Впрочем, никто не оценил моей шутки, а Фабер пробормотал что-то вроде: «Да пошел ты». Значит, в этом адвокате еще остался намек на боевой дух, и я решил его растоптать.

— Неси свою задницу домой, — прорычал я, — а иначе я тебе так врежу, что ты будешь подавать на меня в суд с того света.

Звучит неплохо, но слегка попахивает Голливудом. Я уже использовал эту фразочку пару раз, так что Конни, услышав ее, едва сдержала стон.

Я сжал кулак для доходчивости, и Фабер принял мудрое решение отвалить. Впрочем, он из тех, кто не умеет красиво проигрывать, поэтому уже от двери швырнул Конни еще две сотни.

— Держи, — ядовито заявил он, — сделаешь себе новые сиськи.
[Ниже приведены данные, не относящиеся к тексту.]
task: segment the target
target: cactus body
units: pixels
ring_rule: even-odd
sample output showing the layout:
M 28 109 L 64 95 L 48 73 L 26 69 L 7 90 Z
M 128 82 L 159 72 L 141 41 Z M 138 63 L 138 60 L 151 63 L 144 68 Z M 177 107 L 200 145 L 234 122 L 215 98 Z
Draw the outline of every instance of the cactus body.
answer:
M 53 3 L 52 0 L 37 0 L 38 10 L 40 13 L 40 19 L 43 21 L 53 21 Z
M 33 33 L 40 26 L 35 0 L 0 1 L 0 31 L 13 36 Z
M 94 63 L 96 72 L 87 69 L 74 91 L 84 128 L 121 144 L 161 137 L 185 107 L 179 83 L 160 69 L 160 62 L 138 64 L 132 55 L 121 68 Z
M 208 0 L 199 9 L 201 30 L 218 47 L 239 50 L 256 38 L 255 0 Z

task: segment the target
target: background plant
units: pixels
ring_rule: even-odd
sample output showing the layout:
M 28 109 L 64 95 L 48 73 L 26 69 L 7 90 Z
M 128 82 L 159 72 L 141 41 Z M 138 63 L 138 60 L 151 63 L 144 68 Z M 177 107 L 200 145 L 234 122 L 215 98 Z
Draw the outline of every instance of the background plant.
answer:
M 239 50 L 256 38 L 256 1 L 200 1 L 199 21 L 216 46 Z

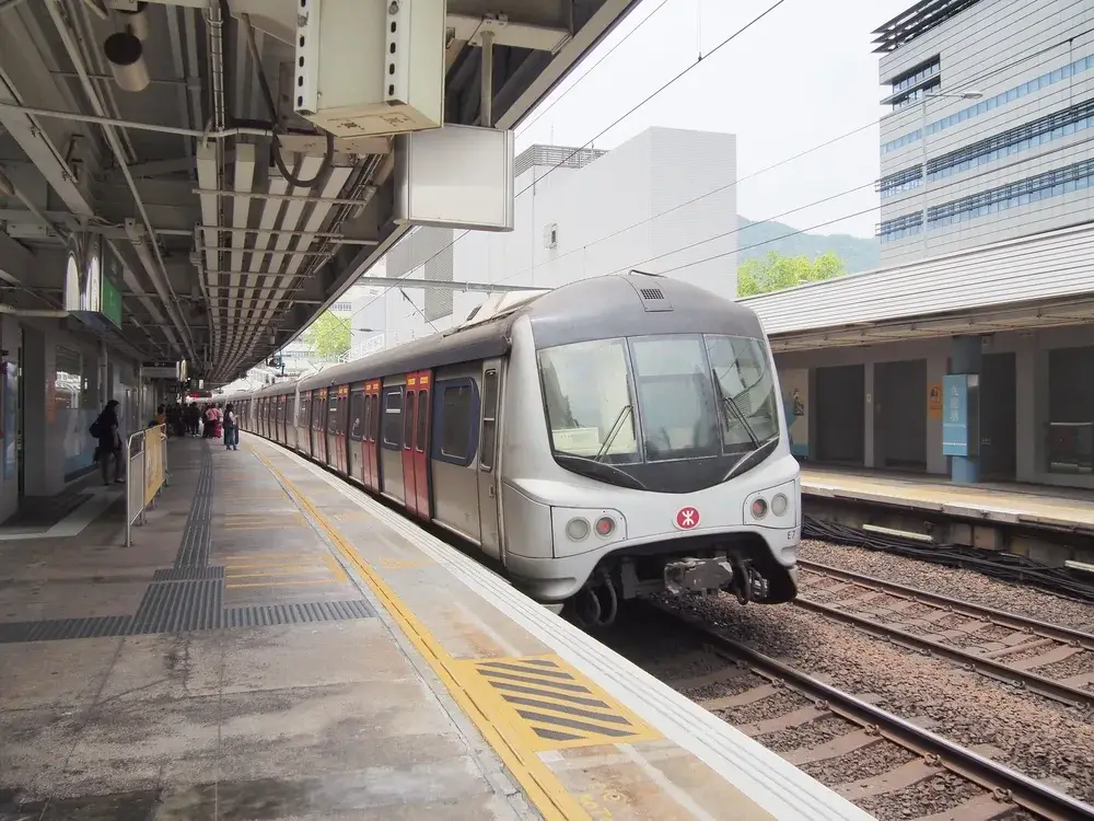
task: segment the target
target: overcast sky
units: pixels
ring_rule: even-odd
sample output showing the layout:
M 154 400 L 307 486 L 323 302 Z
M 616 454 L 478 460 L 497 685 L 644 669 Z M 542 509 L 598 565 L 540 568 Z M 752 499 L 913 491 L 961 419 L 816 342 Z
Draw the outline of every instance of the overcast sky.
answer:
M 532 125 L 517 128 L 517 152 L 534 142 L 583 146 L 593 138 L 596 148 L 610 149 L 650 126 L 726 131 L 737 136 L 740 213 L 799 229 L 837 220 L 816 231 L 873 236 L 876 211 L 848 217 L 877 205 L 872 184 L 884 94 L 870 33 L 911 0 L 787 0 L 597 136 L 772 2 L 643 0 L 528 117 Z M 745 178 L 866 124 L 826 149 Z M 865 187 L 803 208 L 858 186 Z

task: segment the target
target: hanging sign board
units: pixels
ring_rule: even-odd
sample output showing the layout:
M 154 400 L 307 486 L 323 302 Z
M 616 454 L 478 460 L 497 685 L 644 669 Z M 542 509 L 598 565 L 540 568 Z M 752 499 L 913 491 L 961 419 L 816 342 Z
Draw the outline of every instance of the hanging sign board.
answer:
M 121 327 L 121 259 L 97 234 L 72 233 L 65 256 L 65 310 L 108 331 Z

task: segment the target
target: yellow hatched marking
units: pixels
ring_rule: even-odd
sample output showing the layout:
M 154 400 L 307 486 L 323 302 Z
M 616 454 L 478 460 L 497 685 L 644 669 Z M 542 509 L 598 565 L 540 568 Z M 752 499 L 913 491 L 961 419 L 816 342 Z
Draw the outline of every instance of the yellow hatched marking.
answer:
M 554 654 L 457 659 L 477 697 L 528 749 L 632 744 L 661 738 L 642 719 Z
M 462 664 L 444 649 L 437 637 L 384 581 L 376 569 L 358 553 L 357 548 L 342 536 L 330 520 L 312 505 L 288 476 L 275 467 L 263 453 L 255 451 L 255 456 L 289 490 L 301 510 L 307 511 L 312 519 L 326 531 L 342 557 L 358 569 L 365 583 L 381 600 L 384 609 L 398 624 L 399 629 L 415 645 L 445 689 L 452 694 L 452 697 L 468 718 L 475 722 L 482 738 L 493 748 L 509 772 L 524 788 L 533 806 L 548 821 L 590 819 L 589 811 L 566 790 L 558 776 L 540 761 L 536 750 L 528 747 L 527 733 L 497 720 L 498 703 L 485 699 L 488 694 L 482 683 L 482 677 L 474 669 Z

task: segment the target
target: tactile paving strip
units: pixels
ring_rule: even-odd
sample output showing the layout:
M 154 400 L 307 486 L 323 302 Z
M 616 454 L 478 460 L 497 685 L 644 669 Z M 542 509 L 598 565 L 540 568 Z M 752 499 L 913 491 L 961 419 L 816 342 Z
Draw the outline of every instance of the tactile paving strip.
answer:
M 152 581 L 198 581 L 222 578 L 224 578 L 223 567 L 165 567 L 155 571 Z
M 201 470 L 198 472 L 197 487 L 190 514 L 186 517 L 182 544 L 175 557 L 175 569 L 184 567 L 206 567 L 212 544 L 212 456 L 208 442 L 201 442 Z
M 179 633 L 220 626 L 222 579 L 153 582 L 133 616 L 132 633 Z
M 225 610 L 223 626 L 268 627 L 278 624 L 345 622 L 352 618 L 370 618 L 374 615 L 376 615 L 375 611 L 363 599 L 299 604 L 255 604 L 248 608 Z

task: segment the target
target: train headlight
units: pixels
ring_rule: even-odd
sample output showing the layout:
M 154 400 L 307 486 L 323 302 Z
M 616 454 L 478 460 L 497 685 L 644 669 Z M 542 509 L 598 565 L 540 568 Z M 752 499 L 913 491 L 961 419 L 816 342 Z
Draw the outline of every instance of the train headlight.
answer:
M 580 542 L 582 539 L 589 535 L 589 522 L 584 519 L 571 519 L 567 522 L 566 534 L 573 542 Z
M 760 497 L 753 500 L 753 519 L 763 519 L 767 516 L 767 501 Z

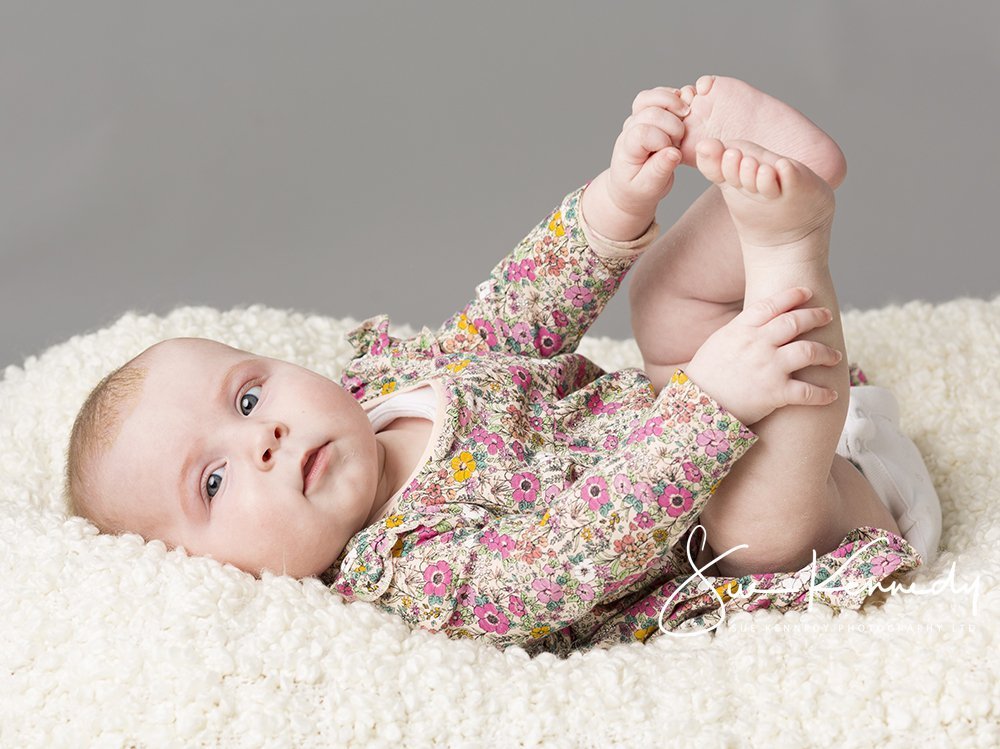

Я сдвинулся с места, как будто собирался ему врезать, и он быстро исчез, только дверь хлопнула за спиной. Мне очень хотелось хорошенько его отделать, но по опыту я знал, что особой радости мне это не доставит. Поэтому я проглотил инстинктивное желание с ним разобраться, словно горькую пилюлю, изобразил на лице похоронное выражение и повернулся к Конни.

— Ты в порядке?

Та, опустившись на колени, пыталась достать пятьдесят долларов, которые улетели под диван, когда Лизун хлопнул дверью.

— Да пошел он, Дэн. Этого хватит, чтобы заплатить няне за две ночи.

Я приподнял диван ногой, чтобы она смогла достать купюру и не перепачкалась в дерьме, которое там собралось.

— Это пропавший презерватив Аль Капоне? — попытался пошутить я.

Но Конни расплакалась. Может, шутка не получилась, но, скорее всего, урод Фабер стал последней каплей, поэтому я обнял ее за плечи и помог подняться. Конни принадлежала к числу девушек, которых мужчине хочется защищать: очень красивая, будто из какого-то фильма пятидесятых; ее волосы, как у Риты Хейворт, при ходьбе струились по спине, точно лава по склону горы, а большие зеленые глаза все еще хранили тепло, несмотря на гнусную работу и еще более гнусного бывшего мужа.

— Успокойся, милая, он ушел и больше не придет. Ты его не увидишь.

— Сейчас уже никто не говорит «милая», Дэн. Только в кино.

Я тихонько сжал ее плечо.

— Я ирландец, милая, мы другие.

Конни начала приводить в порядок бикини в горошек, которое в нашем заведении играло роль униформы.

— Правда? Надеюсь, другие в хорошем смысле? Этот урод был другим в плохом. А как вы в Ирландии называете червяков вроде него?

Я задумался.

— В Ирландии его бы называли лошадиным дерьмом или червяком.

Конни улыбнулась сквозь слезы, и я подумал, что это уже победа. Лучше, чем отчаяние, которое я увидел в ее глазах, когда вошел в комнату.